The most famous song — "Kak mnogo devushek khoroshikh" (Such a lot of nice girls) — enjoyed international fame, covered as "Serdtse" (Heart) by Pyotr Leshchenko.
Yelena (Mariya Strelkova), a wealthy aspiring singer who cannot carry a tune, mistakes shepherd Kostya Potekhin (Leonid Utyosov) for the famous Paraguayian conductor Costa Fraschini.
Graham Greene, in his 26 September 1935 review for The Spectator, wrote that it "is the best thing that has happened to the cinema since René Clair made The Italian Straw Hat.
Alexandrov, who has been awarded a Soviet Order for his direction, has produced, just as Clair did then, out of the smallest resources and apparently with poor-quality film, a picture of almost ecstatic happiness.
I have no wish to criticise this film, but simply to rejoice in its wildness, its grotesqueness, its light, taking tunes, a sense of good living that owes nothing to champagne or women's clothes.

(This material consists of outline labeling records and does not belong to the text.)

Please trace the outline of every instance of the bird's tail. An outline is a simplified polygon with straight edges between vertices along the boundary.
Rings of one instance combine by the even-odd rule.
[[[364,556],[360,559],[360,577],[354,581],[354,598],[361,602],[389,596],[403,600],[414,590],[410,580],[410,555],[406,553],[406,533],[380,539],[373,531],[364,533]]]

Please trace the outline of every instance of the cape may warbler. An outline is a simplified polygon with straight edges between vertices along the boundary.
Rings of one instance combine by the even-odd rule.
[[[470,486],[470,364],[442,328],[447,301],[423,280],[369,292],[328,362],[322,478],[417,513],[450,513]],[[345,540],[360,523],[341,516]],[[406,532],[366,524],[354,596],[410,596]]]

"[3] Film critic Jean Ross — writing as Peter Porcupine[4] in her 1 October 1935 review for The Daily Worker — effusively praised the film: "The workers in the Soviet Union have introduced to the world an entirely new sort of humour... behind the comedy of Jazz Comedy is no dismal shadow of tragedy, but the electrifying strength and vitality and freedom of a victorious working class.